June, 2009
by Ray Wicks
Introduction
This article is part 5 of an Introduction to Capacity Planning tutorial. It is designed for professionals entering or just getting started in the field. Emphasis is placed on large processor systems and examples will be largely drawn from z/OS but the concepts apply to all levels of operating systems and hardware. The tutorial is organized to discuss appropriate Performance Analysis principles and then delve into CP principles and practices. Measure IT has been featuring this tutorial over the last few months as shown below:
February: An overview
March: Modeling, validation, a performance view, & data acquisition.
April: An aside on queuing theory and probability
May: A mini capacity plan and a summary
This Month: Trending, rules of thumb and bibliography
Trending
Trending in capacity planning is a useful and relatively simple technique.
The purpose is to both visually and mathematically observe the past history of resource usage and predict the future requirement.
Implicit in this process is the grand assumption that the past can be used as a predictor of the future. In other words, the behavior in the past will continue in a similar manner.
In IT, the past is meant as the recent past. Too much can change with this technology to use years of history. You should look at Era segments- periods of business interest.
When you look at a historical graph, the shape and scale of graph can be an interesting indicator of what to expect. Keep in mind that you may need more than numbers. The business and technical environment can be significant. Major technical innovations being considered may destroy any possibility of using past trends as a future predictor and finally, be smart and lazy. There's an old saying attributed to Napoleon and told to me by Siebo Friesenborg: "When looking for help, look for smart lazy people. Smart energetic people already have their own crusade and won't stop to help you. Dumb lazy people can't help. And dumb energetic people should be shot!"
Here's some historical data for 130 weeks. It's a single system set of samples of CPU% data. Each point is the prime shift average for 40 hours: one number for each prime shift week.

What happened around week 125? Was it an upgrade? Work was moved to another system? If the graph was normalized to MIPS instead of CPU%, any model upgrades would be transparent. For example, 500 MIPS machine at 50% = 250 MIPS used. If one were to upgrade to 1000 MIPS machine with exactly same workload (i.e., the same MIPS consumed) the CPU% would have dropped to 25%. With a MIPS scale, it would have remained level.

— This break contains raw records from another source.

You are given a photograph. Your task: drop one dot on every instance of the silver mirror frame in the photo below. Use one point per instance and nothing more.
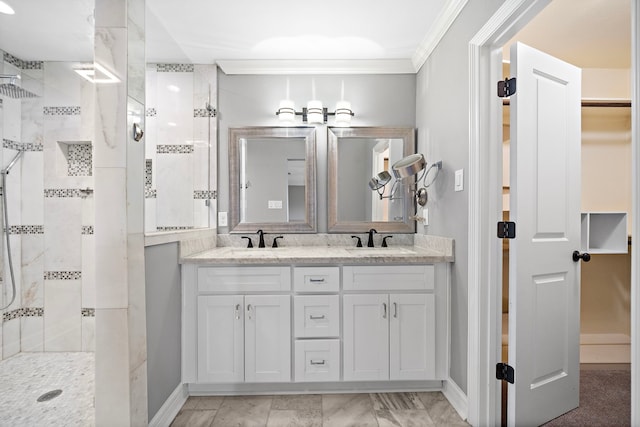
(409, 147)
(235, 136)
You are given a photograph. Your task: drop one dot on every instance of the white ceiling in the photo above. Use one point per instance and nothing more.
(588, 33)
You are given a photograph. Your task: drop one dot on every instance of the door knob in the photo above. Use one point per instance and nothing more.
(577, 256)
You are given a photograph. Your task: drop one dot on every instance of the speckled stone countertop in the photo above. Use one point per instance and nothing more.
(424, 250)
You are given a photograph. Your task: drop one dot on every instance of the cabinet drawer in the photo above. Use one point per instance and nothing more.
(316, 316)
(234, 279)
(316, 279)
(391, 278)
(317, 360)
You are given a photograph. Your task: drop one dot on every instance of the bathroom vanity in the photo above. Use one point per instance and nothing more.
(316, 318)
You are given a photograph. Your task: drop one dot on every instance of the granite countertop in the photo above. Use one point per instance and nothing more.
(428, 252)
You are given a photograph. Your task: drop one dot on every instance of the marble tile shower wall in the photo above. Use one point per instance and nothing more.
(51, 213)
(177, 145)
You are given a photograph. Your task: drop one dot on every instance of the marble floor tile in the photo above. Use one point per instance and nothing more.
(341, 410)
(243, 411)
(295, 418)
(193, 418)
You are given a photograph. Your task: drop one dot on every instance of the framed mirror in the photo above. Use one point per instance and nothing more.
(358, 198)
(272, 179)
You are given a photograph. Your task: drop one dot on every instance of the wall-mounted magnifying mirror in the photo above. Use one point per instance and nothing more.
(362, 194)
(272, 179)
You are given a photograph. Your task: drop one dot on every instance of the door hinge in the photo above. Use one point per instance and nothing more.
(506, 230)
(505, 372)
(507, 87)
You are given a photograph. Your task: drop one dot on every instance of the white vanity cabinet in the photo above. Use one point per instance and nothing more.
(389, 336)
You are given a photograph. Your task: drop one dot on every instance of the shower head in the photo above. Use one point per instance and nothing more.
(16, 92)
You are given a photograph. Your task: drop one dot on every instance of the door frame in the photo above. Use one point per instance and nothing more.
(485, 208)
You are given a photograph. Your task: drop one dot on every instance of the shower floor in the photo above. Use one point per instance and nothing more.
(27, 376)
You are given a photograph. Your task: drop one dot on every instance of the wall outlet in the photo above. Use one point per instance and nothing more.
(222, 219)
(459, 183)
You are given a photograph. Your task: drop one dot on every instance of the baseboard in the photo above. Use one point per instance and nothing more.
(170, 408)
(456, 397)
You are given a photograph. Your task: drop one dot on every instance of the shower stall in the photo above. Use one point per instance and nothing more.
(47, 274)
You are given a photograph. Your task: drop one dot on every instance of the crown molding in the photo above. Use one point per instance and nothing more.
(440, 27)
(317, 66)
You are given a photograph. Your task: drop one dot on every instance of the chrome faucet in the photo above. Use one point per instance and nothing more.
(261, 242)
(370, 241)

This MIPS scaling provides a much smoother picture. What do you predict in the future? Even visually you can make a reasonable projection. With Excel, it looks as follows.

With Excel you can not only fit a linear trend line to the data, you can extend the trend some number of periods forward or backward thus giving you a good look at the projected values. This picture looks safe and secure. If only reality was always so tractable. Here's what actually happened after week 130.
After week 130, the system appears to have entered a period of instability or chaos. Without the rest of the data, we would have been led astray by our assumption that the past would be a good indicator of the future.
I deliberately hid part of the data to stress this very grand assumption.
Now what would you do with the complete set of data? If you try a linear fit, an exponential fit, or even a polynomial fit with Excel, none of them seem too enticing. (Remember the polynomial fit with the RIOC data from the March article?) What to do?
There is in fact an advanced technique not offered by Excel called Time Series Analysis (or Box-Jenkins analysis) which handles data such as this. Most often it is not something that one tackles by one self. One applies a commercial package like the Time Series package under SAS or the AGSS package under APL2. Using the AGSS package one can produce a result as follows.

All time series packages, although relatively easy to use, require some sophistication and care. But as you can see, the resulting prediction does go in the expected direction.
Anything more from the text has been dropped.